>> If you want to saturate any model today give it a string and a grammar and ask it to generate the string from the grammar.

I'm not sure I understand what that means - could you explain please?

It means applying specific rules about how text can be generated. For example, generating valid json reliably. Currently we use constrained decoding to accomplish this (e.g. the next token must be one of three valid options).

Now you can imagine giving an LLM arbitrary validity rules for generating text. I think that’s what they mean by “grammar”.

I'm not GP, but here goes:

LLMs are token-based, which are words or word fragments; they have limited ability to work on a letter-by-letter basis. They can't reliably count letters in a sentence, for example. "give it a string and a grammar and ask it to generate the string from the grammar" can't be done by inference alone because of this: they would generate tokens that don't match the grammar.

But you can use a grammar-based sampler and it'll generate valid strings just fine. llama.cpp can easily do this if you provide an EBNF grammar specification.

It's not about the generation, it's about verification.

Changing my tests from the strings I was interested in to four or more letter common words _did_ improve the ability of reasoning LLMs to get the right answer, at the cost of the context exploding to thousands of tokens.

Unfortunately I can't tell you by how much because the couple of dozen tests I did after reading your post ate my $50 I keep in an account for these types of things.
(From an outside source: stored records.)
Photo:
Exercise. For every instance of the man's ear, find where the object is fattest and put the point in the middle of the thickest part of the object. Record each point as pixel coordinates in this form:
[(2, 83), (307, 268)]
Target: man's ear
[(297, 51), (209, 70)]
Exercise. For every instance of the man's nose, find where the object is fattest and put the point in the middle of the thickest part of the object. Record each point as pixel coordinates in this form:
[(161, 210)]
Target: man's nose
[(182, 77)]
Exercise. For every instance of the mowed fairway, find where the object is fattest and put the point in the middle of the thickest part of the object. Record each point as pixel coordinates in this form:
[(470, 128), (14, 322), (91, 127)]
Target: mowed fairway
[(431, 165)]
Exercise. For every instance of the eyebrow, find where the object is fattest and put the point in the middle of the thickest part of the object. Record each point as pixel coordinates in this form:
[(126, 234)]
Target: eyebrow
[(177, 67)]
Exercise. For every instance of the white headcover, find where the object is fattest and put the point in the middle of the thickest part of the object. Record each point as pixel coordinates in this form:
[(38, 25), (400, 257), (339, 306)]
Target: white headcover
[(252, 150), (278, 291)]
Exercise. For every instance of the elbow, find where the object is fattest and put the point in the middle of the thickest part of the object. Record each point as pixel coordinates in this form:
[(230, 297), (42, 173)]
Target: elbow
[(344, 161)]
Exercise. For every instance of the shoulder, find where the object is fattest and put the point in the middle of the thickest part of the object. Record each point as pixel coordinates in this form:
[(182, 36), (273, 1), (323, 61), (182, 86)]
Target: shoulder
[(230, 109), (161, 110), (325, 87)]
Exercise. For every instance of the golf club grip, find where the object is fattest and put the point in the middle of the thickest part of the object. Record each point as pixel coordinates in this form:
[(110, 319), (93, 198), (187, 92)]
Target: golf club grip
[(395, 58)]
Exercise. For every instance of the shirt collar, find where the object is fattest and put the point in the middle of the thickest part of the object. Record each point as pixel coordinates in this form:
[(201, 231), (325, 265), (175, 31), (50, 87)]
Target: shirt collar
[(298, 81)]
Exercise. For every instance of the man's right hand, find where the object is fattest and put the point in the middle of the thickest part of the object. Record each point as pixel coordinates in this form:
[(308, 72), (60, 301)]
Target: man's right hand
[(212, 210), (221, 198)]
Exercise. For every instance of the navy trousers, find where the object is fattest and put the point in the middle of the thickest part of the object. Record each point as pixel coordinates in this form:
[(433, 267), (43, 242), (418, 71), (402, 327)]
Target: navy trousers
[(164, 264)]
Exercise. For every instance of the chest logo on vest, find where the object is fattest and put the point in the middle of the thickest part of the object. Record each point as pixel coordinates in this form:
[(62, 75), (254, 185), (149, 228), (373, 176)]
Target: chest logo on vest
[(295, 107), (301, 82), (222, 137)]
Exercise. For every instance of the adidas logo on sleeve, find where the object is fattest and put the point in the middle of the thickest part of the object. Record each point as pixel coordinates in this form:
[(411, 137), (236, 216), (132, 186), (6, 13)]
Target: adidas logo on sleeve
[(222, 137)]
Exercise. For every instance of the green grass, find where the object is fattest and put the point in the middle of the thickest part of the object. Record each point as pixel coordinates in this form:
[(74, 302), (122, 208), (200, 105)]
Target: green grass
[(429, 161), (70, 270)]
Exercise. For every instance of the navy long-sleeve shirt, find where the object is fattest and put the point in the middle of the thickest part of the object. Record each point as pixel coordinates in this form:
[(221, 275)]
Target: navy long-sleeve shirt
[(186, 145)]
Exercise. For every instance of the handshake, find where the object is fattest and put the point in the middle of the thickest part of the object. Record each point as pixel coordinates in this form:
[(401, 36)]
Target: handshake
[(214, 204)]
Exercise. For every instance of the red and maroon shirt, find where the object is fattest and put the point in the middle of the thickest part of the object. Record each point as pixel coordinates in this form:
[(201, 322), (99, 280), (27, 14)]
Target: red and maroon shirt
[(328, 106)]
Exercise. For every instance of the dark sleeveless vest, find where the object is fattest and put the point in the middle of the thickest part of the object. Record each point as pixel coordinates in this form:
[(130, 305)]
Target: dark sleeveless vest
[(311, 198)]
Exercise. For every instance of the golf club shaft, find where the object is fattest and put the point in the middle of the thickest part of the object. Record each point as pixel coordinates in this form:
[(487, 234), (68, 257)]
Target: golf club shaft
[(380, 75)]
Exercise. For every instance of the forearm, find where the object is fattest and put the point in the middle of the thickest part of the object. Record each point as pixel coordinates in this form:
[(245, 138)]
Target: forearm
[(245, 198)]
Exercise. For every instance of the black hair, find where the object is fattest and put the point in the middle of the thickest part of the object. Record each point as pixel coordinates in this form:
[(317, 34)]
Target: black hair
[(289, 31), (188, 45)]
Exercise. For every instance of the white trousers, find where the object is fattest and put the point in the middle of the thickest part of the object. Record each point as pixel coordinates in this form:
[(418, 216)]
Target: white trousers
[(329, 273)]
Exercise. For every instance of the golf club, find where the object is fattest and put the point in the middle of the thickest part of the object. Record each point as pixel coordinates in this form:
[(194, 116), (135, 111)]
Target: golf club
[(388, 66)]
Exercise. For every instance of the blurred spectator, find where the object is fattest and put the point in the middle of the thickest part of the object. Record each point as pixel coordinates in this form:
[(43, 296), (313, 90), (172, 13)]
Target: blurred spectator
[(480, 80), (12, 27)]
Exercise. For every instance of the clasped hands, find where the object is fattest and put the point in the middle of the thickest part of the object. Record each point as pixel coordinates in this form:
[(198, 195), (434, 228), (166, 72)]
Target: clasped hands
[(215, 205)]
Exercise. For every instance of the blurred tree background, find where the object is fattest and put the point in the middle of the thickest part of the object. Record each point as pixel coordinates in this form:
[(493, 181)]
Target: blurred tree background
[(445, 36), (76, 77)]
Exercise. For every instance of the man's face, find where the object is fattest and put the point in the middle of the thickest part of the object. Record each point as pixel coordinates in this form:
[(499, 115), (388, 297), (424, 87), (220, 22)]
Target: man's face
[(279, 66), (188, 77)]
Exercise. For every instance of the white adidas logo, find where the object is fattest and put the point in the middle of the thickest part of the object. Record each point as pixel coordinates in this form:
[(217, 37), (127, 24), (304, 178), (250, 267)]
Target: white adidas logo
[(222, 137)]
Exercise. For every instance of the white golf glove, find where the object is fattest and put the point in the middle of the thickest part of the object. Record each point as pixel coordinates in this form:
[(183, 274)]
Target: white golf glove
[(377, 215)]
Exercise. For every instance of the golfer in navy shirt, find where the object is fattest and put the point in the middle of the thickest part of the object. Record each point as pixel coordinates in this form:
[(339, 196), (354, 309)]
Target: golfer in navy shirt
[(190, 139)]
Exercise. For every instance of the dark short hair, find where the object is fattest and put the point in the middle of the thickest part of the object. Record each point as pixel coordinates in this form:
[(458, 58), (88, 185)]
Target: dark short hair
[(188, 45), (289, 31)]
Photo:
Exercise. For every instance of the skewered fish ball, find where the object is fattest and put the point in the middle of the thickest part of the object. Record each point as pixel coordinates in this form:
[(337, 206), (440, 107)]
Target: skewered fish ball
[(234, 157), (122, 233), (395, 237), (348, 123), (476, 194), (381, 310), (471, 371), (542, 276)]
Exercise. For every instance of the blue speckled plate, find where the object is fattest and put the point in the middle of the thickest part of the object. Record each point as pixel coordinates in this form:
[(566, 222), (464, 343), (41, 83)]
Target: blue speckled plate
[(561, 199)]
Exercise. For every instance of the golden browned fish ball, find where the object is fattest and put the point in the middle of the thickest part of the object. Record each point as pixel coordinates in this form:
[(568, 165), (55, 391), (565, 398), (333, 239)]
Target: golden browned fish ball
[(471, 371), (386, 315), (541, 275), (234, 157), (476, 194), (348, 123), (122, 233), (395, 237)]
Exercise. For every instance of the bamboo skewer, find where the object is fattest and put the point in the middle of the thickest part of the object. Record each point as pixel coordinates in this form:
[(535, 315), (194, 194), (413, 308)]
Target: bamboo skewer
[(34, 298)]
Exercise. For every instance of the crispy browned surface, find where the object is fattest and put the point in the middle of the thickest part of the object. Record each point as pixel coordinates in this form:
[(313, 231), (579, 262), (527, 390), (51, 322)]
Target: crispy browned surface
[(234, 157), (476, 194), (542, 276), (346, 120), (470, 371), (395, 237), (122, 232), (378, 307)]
The following question ate through 8k thinking tokens to get the right answer in Claude3.7 Sonnet Extended:

---

Given the following grammar:

    <start> ::= <path>
    <path> ::= Rome <path> | Paris <path> | London <path> | end_path <routes>
    <routes> ::= <path> | end_route <company>
    <company> ::= end_company | <path>
Is the following sentence valid:

Rome Paris Rome end_path Rome London end_path end_company

---

Incidentally it got the right answer no less than 4 times in the thinking token stream. I'd not seen this model act like this before.